[...A]n important factor to good boss design is the understanding that the player is always going to be the most powerful thing in the game. If you design a "Devourer of Gods", then the implication is that
Player > DoG > God
Or in other words, the player is essentially two steps above a god by the time he fights DoG.
Well, you
have beaten the Slime "God" pre-Hardmode, Astrum "Deus" pre-Moon Lord, and most recently Providence, the Profaned "Goddess". I think it just means that being a "god" in this setting isn't a very big title.
The point isn't to make DoG feel powerful, the point is to make the player feel powerful. If the boss is a decent challenge, then the fulfillment of having overcome that challenge makes the player feel good at the game and more "powerful" in a real world sense. The big problem [...] is that it feels like Fabsol is focused primarily on trying to make the bosses feel stronger than the player even though, by design, they're intended to be defeated.
Amen! For me, knowing that beating the boss
has to be possible kind of makes it feel like the game is pointlessly gloating, but for some people, making the big-bad-evil-guy seem impossible to beat builds excitement because it's like a personal challenge, like, "Oh, he's been holding back this whole time? I can't
wait to see his
real form!"
In my opinion, the fact that Yharon talks down to you for defeating him and forces you to fight him twice is just a disgusting misunderstanding of the relationship between the player and the game.
I guess the idea is that he was just
toying with you before, and got bored and left after you hit him enough times. Only after beating a buffed Mothron (why Mothron? no idea) does he think maybe he should
actually try to stop you. And, you know, some people are into that, like, "now I've shown you that I'm a real threat, haha!"
Calamitas also talks down to you if you beat it, acting as though the player had to cheat to win but still trying to represent Calamitas as this ancient evil worthy of respecting.
I guess the idea is that... well, she's just a crazy
...
Based on the other post-Moonlord bosses, I suspect that Fabsol is going to proceed with the same mentality and make his other super bosses be condescending and spongy.

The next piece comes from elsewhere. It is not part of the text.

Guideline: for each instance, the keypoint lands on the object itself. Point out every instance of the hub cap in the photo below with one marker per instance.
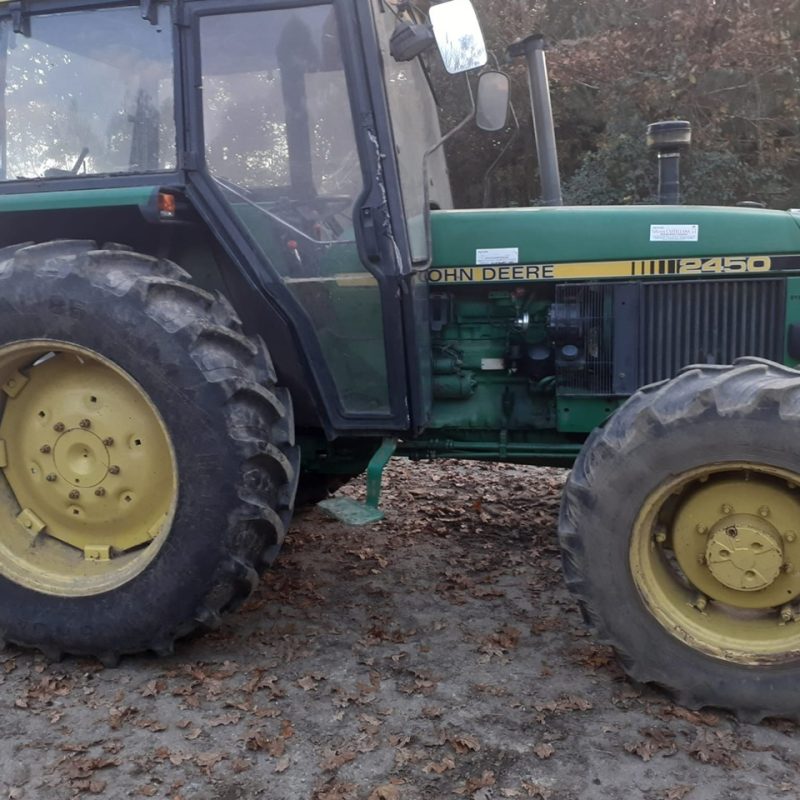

Yeah, I'm getting kinda tired of the "
nuthin personell, KID" stuff, too. It would be refreshing to have one of the bosses give dialogue that's less cocky and overconfident, since, again,
we all know you're beatable, Mr/s. Big-Bad!
In a relative sense, I dislike post-Moonlord progression in Calamity because I think the player gets weaker instead of stronger. He finds himself with fewer tools, and the boss fights are longer without really becoming mechanically more engaging in the context of Terraria's normal gameplay.
That might be an inevitable problem of extending a game's play-time so far past where it was originally meant to be over, you kinda run out of stuff to work with. New ore spawns, biomes, or events would help with that, but Calamity's main emphasis is and will probably always be on the chain of bosses, meaning that that's the only post-ML stuff that's likely to get added. I think it would be pretty cool if, for example, the Abyss didn't generate until after beating a post-ML boss. Or maybe if you had to beat SCal to make a new ore generate in hell. Things along the lines of Uelibloom and Exodium, though Exodium doesn't have anything but a single weapon and a few accessories to its credit yet.